Je me souviens de cette enfant à qui on demandait au soccer de courir un tour de terrain pour l'échauffement. Cette enfant qui, après quelques foulées seulement, ralentissait déjà le groupe. Cette enfant qui se décourageait et marchait à partir du premier coin, car toute l'équipe était déjà bien loin. Cette enfant qui respirait lourdement pour arriver à terminer pendant que tout le monde avait commencé les autres exercices. Comment cette enfant s'est transformée en moi; une femme qui éprouve tant de plaisir à courir pendant des heures plusieurs fois par semaine?

Je vous le donne en mile, cette enfant s'est libérée d'un poids contraignant le jour de sa première sortie de course en 2017. Un poids psychologique dont elle ignorait elle même la présence. Le poids de l'équipe.

J'ai été bien des choses dans ma vie, mais « populaires », très rarement. J'ai passé au travers mes années scolaires en faisant tout pour me faire accepter, et cela passait souvent par ne prendre aucune place. Ni la mienne, ni celle que je me devais de prendre au sein d'une équipe. Je me souviens de moments très douloureux où j'aurais voulu sentir que je faisais partie de l'équipe, mais je n'étais qu'en marge de cette dernière. Je contribuais à ses succès, mais n'en récoltais pas sa juste valeur de retours positifs. J'étais une enfant rejet, qui sans jamais même y penser, aurait mieux fait de faire un sport individuel.

Je suis certes un être très sociable. J'ai besoin, pour fonctionner, d'être entourée de gens au quotidien. Mais, dans le sport, je me suis découvert une personnalité d'ermite. Pas parce que les autres m'embêtent — heureusement, l'intimidation ne passe habituellement pas le cap de la vie adulte —, mais parce qu'il me confronte à ces performances qui ne sont pas les miennes.
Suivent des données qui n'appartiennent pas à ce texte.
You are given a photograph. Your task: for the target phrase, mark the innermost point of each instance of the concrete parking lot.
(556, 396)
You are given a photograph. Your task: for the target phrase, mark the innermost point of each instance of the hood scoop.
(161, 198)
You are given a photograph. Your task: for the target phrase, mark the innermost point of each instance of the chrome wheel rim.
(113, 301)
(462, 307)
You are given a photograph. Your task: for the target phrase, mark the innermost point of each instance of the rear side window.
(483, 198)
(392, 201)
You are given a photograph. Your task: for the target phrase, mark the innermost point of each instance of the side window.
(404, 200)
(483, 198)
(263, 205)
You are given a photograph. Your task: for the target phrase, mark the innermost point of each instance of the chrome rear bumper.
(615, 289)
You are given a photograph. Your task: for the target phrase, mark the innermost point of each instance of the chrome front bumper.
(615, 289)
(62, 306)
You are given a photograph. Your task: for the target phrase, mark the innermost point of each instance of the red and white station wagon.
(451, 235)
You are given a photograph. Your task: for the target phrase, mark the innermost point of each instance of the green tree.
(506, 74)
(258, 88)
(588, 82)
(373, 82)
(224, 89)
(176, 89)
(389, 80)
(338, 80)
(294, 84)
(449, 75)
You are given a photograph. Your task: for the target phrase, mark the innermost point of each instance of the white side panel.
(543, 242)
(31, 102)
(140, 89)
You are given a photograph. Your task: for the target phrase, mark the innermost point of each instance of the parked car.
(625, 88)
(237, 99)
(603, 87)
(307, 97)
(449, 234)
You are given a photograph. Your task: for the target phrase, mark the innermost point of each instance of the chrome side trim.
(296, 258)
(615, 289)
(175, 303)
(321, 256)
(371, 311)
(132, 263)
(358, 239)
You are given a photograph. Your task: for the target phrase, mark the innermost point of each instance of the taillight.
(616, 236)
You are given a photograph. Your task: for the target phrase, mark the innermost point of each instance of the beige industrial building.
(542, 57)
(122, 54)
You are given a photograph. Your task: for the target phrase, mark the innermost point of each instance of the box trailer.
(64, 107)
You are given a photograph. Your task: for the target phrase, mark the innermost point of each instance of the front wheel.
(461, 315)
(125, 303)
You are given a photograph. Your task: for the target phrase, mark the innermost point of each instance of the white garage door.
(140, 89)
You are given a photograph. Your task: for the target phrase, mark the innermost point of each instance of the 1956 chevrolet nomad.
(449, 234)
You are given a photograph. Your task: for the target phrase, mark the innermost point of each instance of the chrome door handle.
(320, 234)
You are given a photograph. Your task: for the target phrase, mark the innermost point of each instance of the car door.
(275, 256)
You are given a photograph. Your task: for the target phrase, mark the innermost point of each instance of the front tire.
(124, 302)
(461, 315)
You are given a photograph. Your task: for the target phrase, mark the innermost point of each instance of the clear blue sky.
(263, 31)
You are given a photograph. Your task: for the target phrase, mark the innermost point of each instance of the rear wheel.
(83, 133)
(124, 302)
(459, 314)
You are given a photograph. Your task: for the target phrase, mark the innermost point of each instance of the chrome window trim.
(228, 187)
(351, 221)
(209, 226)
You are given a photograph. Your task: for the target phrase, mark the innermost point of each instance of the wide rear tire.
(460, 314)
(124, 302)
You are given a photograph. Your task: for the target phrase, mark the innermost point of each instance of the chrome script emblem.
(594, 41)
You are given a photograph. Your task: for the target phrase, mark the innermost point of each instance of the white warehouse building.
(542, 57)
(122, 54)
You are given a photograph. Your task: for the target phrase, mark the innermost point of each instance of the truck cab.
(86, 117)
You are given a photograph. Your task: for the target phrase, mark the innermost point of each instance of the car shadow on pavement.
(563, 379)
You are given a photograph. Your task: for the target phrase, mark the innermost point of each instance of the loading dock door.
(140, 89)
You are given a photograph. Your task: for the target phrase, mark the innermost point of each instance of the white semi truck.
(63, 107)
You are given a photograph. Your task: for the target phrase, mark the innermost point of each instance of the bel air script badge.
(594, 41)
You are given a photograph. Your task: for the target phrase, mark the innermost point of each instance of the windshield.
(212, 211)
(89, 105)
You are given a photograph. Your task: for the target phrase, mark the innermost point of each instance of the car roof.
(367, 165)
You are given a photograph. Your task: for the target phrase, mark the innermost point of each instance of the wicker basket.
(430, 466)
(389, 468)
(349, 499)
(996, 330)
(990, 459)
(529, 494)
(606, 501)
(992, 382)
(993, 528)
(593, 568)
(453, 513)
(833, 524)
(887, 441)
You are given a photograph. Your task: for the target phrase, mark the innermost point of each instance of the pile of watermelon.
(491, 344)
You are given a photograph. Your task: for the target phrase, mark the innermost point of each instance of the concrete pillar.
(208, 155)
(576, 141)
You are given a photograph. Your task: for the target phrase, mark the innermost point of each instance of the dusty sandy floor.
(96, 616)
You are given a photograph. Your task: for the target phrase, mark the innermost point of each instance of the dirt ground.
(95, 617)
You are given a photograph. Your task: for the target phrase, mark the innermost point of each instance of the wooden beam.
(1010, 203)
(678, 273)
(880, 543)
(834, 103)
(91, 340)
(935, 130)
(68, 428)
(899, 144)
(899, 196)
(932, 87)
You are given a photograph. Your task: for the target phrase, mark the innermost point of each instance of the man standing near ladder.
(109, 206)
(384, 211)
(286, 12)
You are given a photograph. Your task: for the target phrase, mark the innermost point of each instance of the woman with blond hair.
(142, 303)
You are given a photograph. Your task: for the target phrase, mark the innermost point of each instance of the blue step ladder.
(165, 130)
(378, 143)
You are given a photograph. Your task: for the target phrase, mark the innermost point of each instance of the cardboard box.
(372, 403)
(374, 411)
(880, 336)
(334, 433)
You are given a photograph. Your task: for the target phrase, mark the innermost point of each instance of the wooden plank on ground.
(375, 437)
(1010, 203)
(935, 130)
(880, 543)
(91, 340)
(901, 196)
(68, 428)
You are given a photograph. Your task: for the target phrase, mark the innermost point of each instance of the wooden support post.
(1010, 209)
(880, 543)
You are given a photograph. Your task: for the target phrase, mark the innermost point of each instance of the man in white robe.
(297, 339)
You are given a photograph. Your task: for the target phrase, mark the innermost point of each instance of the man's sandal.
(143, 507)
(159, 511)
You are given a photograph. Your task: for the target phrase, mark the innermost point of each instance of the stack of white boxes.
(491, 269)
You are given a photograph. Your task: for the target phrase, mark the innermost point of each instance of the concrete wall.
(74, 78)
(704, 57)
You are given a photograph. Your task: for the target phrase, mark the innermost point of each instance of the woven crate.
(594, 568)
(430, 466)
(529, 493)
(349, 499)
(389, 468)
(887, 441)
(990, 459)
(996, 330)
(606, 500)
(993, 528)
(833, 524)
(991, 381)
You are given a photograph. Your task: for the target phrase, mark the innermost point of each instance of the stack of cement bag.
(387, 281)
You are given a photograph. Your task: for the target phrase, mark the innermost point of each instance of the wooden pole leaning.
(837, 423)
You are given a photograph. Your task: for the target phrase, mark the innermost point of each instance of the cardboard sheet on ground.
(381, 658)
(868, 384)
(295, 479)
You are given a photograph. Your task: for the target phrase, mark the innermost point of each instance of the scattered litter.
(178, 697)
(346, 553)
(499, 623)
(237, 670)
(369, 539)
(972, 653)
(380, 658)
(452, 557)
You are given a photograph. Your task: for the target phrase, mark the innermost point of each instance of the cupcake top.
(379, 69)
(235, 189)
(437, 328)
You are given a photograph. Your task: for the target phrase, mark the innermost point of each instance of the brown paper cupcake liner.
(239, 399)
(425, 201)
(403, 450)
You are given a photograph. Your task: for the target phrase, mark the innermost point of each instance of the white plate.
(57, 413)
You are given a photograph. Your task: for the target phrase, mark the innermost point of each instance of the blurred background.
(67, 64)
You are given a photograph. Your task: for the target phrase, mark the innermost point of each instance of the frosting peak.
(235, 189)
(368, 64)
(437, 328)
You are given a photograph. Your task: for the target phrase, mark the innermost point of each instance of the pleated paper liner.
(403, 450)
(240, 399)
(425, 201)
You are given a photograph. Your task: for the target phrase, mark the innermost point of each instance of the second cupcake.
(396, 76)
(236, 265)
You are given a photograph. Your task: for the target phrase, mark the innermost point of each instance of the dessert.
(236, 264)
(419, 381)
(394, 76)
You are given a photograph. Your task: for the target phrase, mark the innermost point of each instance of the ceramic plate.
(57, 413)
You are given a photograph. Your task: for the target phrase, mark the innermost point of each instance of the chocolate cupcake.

Me battre contre moi, c'est un combat déjà suffisamment prenant.

Mes premières courses organisées ont été des moments déterminants dans le fondement de la pensée dernière Coureuse ordinaire. J'étais en fin de peloton à chacune de mes participations. Oui, j'avais moi aussi une médaille, mais avait-elle de la valeur si je terminais 192e sur 230? C'est après une course, une course difficile, dans des conditions montagneuses que je n'avais pas encore essayé, que le déclic s’est fait. Ma médaille ne représentait pas ma victoire sur plein d'autres coureurs, mais celle sur cette enfant qui détestait tant courir, parce qu'elle n'avait pas encore compris quel genre de sportive elle était. Une coureuse ordinaire, mais une humaine extraordinaire.